Rule changes also helped, though Gwynne emphasizes this dynamic less. Pass blocking became easier; receivers were guaranteed freer movement. In the college game, the clock began to stop after every first down, boosting scoring. But such changes would have been cosmetic without an approach like Hal Mumme's that stressed uptempo play and constant movement.
In particular, Gwynne notes, Mumme's offenses took advantage of the whole width of the football field, more than half as wide as it is long. (Here too, a rule change that brought the hashmarks closer together was liberating.) Mumme was an innovator in calling pass plays that covered a lot of distance laterally but not very much forward. This seems counterintuitive in a game where the object is to move forward. But these passes exhausted defenses and exploited holes in coverage. It now seems natural for a quarterback to pivot to one side and throw a forward pass to a wide receiver somewhere around the line of scrimmage. It's hard to imagine now how weird that would have looked in 1967.
Gwynne stresses that nothing is ever really new in football; every tactic is a rediscovery of something that somebody else was doing in some obscure corner of a neglected conference fifty years ago.

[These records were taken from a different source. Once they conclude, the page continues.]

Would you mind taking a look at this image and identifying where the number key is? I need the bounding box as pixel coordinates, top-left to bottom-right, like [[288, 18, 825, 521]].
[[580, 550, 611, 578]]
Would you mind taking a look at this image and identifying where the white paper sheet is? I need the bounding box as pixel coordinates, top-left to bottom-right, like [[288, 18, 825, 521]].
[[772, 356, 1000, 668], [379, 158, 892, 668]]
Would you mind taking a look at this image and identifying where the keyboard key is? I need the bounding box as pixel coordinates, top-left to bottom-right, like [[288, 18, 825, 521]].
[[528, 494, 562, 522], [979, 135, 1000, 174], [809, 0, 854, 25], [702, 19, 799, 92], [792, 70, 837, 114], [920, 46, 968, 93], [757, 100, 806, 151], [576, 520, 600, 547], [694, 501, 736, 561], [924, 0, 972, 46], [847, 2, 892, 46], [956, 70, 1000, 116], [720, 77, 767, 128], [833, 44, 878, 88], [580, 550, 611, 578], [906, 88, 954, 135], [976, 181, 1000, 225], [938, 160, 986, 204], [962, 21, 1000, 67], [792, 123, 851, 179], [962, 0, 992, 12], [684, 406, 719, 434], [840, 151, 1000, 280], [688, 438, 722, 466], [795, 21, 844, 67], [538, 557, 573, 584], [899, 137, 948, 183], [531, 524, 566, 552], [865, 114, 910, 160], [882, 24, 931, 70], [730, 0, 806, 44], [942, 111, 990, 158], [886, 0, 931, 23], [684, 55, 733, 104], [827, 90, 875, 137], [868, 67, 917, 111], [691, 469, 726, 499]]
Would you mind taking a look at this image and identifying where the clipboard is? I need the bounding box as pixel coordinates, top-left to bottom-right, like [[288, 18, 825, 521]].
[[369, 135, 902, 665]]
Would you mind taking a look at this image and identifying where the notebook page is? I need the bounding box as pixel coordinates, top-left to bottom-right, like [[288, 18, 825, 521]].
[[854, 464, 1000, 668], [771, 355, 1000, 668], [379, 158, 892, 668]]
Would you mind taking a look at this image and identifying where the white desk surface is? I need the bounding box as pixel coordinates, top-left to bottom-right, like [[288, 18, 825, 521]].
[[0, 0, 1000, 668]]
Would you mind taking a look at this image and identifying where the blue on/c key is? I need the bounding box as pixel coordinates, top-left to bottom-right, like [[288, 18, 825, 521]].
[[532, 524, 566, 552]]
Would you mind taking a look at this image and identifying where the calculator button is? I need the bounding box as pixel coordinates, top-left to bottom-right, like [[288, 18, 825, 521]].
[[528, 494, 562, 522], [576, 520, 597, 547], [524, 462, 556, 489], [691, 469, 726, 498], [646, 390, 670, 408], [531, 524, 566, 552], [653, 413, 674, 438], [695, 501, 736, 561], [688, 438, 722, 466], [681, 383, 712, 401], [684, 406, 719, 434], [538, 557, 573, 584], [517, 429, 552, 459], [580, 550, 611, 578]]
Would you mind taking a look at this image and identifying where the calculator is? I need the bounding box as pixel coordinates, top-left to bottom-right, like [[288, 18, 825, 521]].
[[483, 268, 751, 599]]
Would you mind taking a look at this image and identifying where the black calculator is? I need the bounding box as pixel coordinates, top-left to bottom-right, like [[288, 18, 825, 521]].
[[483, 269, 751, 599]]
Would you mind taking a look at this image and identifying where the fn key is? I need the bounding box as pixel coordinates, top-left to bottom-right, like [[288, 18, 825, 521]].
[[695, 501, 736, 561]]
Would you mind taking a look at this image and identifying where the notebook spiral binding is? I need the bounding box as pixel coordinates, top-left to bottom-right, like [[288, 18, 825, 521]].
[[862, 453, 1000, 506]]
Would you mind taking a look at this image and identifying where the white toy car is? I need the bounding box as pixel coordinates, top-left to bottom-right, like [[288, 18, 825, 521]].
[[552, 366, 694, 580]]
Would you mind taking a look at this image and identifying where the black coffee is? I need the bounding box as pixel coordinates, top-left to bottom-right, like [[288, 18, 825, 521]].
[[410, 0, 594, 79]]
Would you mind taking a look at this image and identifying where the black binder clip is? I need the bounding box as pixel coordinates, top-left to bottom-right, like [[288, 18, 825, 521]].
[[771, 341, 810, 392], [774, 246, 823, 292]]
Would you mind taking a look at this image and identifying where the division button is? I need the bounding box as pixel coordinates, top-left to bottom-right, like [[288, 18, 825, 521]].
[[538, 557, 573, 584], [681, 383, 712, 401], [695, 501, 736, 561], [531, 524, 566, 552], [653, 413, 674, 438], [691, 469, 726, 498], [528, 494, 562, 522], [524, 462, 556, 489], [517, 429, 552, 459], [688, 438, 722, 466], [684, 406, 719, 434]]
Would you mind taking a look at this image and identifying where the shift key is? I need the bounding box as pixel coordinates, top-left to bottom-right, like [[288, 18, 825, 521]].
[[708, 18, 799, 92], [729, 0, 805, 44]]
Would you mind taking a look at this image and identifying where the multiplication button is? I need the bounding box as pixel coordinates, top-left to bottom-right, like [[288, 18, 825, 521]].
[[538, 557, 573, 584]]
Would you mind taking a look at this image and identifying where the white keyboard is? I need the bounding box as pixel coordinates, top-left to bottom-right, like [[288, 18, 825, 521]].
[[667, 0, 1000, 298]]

Mumme invented nothing (in fact borrowed liberally from the Brigham Young University playbook, hardly an obscure corner of the football world). But the success of his systems, in Iowa, at Valdosta State, and then at Kentucky, coincided with the rapid rise of "pass-first" football nationally.
The personal odyssey in the book is less interesting, with Mumme's nomadic career seeming more the stuff of minor American tragedy than of better-mousetrap success story. Mumme is still a head coach as of this writing, at a school in Mississippi called Belhaven University, which has no national profile, and at which he's had no success. Gwynne says that that's the way coaching goes – be nice to the people you meet on the way up. But it also seems clear that Mumme wore out his welcome at job after job, after some initial success nearly everywhere.
While reading The Perfect Pass, I did feel some nostalgia for the pro football of my childhood, that of Vince Lombardi's Packers, Dick Butkus and Gale Sayers' Bears, the Rams' Fearsome Foursome and the Vikings' Purple People Eaters. That brand of defense-oriented, ball-control, establish-the-running-game football would strike young fans of the 2010s as paleolithic, but it had its own aesthetic, one in which the passing game was a daring contrast to the line plunge, and all the more exciting for its rarity. And a truly great breakaway running back like Sayers is still, to me, the most exciting kind of football player.
Super Bowl LI, which I watched just before turning to Gwynne's book, helps clarify my nostalgia. It involved a great effort by the Patriots and their quarterback Tom Brady, whatever you think of their accumulated ethos. But that effort was made possible by rules and styles of play which have been tweaked to ensure that an American football game is virtually never out of hand. There is always time for a touchdown, sometimes two, sometimes a field goal, two touchdowns, and two two-point conversions.
In football of the 2010s, teams routinely call time out with the clock running down and their opponents driving for a go-ahead score. This really didn't use to happen very much with run-based offenses. The assumption was that there was never enough time, and that it was up to your defense to protect a lead. Anymore, it seems to be assumed that your defense will get riddled, so you want it to happen as quickly as possible and go about making the answering, and truly last-second, score.
It's splashy stuff, but the principle that all games should be decided in the last two minutes leads one to wonder why they play the first fifty-eight.
Gwynne, S.C. The Perfect Pass: American genius and the reinvention of football. New York: Scribner [Simon & Schuster], 2016.